Step-by-step explanation:
Given:
[tex]2x^{2} -5x+2=0[/tex]
Now, to solve by using quadratic formula:
[tex]x=\frac{-b\pm \sqrt{b^{2}-4ac}}{2a}[/tex]
Here [tex]a=2,b=-5\ and\ c=2[/tex]
[tex]x=\frac{-(-5)\pm \sqrt{(-5)^{2}-4\times 2\times 2}}{2\times 2}[/tex]
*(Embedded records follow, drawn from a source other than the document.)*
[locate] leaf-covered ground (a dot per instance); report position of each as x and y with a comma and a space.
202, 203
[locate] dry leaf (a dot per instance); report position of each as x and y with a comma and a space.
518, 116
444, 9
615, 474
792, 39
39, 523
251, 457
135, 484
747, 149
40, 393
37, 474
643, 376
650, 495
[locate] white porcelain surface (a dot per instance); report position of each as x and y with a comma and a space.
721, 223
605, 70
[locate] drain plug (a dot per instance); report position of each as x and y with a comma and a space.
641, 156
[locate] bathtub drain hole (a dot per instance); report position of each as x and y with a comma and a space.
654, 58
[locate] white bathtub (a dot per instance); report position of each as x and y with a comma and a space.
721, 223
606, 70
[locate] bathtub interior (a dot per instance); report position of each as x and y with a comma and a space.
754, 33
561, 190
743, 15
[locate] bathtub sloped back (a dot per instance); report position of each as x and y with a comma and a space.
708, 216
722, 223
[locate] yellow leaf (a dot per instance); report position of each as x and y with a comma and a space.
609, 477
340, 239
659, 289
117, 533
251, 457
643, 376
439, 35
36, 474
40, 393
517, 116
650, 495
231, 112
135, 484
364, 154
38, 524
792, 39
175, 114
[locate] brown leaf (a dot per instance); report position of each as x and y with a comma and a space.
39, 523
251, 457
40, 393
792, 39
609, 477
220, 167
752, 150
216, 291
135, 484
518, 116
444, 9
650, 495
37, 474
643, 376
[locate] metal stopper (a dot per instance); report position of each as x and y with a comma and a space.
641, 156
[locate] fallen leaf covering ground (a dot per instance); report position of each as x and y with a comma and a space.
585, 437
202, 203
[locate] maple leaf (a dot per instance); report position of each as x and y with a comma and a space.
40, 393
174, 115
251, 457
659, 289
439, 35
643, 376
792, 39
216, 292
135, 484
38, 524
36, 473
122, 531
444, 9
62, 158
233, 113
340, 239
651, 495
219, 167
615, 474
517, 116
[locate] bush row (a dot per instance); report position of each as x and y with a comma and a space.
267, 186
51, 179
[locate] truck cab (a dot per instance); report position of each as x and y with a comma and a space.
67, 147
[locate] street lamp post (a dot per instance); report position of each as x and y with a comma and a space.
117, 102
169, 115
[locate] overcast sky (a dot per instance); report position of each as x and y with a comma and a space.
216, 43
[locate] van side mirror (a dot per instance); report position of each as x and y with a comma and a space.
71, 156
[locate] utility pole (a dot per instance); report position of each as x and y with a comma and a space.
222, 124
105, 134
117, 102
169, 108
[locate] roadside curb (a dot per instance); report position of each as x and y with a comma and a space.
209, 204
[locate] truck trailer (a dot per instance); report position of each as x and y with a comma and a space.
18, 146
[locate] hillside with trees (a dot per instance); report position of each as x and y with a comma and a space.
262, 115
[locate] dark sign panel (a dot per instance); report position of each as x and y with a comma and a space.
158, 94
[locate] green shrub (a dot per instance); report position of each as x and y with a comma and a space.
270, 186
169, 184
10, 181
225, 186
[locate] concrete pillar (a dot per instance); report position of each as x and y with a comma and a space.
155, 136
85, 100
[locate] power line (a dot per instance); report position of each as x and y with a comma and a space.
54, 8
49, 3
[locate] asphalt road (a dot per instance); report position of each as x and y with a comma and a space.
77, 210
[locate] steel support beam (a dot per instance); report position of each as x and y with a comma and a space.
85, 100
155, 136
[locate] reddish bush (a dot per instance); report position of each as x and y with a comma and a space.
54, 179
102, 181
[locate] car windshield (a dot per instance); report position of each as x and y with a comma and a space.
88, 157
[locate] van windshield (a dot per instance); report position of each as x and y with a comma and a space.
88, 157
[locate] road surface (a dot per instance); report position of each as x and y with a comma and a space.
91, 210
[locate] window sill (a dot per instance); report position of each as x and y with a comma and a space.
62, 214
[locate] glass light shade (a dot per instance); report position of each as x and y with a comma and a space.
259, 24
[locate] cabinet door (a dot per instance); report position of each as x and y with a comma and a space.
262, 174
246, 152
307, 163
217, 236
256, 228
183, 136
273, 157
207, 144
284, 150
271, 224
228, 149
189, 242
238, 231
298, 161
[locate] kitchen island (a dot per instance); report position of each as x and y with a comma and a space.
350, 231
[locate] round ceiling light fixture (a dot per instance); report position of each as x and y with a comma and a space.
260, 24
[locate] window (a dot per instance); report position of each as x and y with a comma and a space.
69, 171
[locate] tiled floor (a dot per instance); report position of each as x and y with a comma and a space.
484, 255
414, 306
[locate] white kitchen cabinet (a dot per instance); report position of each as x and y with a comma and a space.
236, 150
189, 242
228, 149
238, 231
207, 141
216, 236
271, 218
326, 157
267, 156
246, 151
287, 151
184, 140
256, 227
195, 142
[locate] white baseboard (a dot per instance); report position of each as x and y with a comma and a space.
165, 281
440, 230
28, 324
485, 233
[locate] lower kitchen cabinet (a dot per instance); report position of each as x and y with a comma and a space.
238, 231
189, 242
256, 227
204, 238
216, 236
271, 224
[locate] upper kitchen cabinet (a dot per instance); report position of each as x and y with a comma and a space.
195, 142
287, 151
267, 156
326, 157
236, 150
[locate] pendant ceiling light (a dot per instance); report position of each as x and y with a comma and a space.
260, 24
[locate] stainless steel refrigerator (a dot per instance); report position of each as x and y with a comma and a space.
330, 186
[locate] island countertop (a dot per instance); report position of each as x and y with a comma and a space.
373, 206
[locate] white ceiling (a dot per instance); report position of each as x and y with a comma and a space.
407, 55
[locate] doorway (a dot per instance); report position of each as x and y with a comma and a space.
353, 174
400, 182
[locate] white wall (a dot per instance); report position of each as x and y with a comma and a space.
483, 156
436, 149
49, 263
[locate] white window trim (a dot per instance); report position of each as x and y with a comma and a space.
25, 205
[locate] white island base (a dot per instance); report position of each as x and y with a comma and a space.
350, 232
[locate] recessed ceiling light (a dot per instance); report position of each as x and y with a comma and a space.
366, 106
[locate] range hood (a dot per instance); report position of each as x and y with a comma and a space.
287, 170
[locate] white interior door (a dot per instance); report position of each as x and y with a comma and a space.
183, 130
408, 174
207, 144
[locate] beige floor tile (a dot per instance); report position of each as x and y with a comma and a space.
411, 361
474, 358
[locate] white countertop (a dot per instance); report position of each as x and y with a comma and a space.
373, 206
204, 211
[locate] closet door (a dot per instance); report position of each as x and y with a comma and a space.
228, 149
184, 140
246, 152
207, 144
Now, here we will take either [tex]x=\frac{-(-5)+\sqrt{25-16}}{4}[/tex] and then [tex]x=\frac{-(-5)-\sqrt{25-16}}{4}[/tex].
[tex]x=\frac{-(-5)+\sqrt{25-16}}{4}[/tex] [tex]x=\frac{-(-5)-\sqrt{25-16}}{4}[/tex]
[tex]x=\frac{5+\sqrt{9}}{4}[/tex] [tex]x=\frac{5-\sqrt{9}}{4}[/tex]
[tex]x=\frac{5+3}{4}[/tex] [tex]x=\frac{5-3}{4}[/tex]
[tex]x=\frac{8}{4}[/tex] [tex]x=\frac{2}{4}[/tex]
[tex]x_{1}=2[/tex] [tex]x_{2}=\frac{1}{2}=0.5[/tex]
Therefore, the solutions are [tex]x_{1}=2\ and\ x_{2}=0.5[/tex].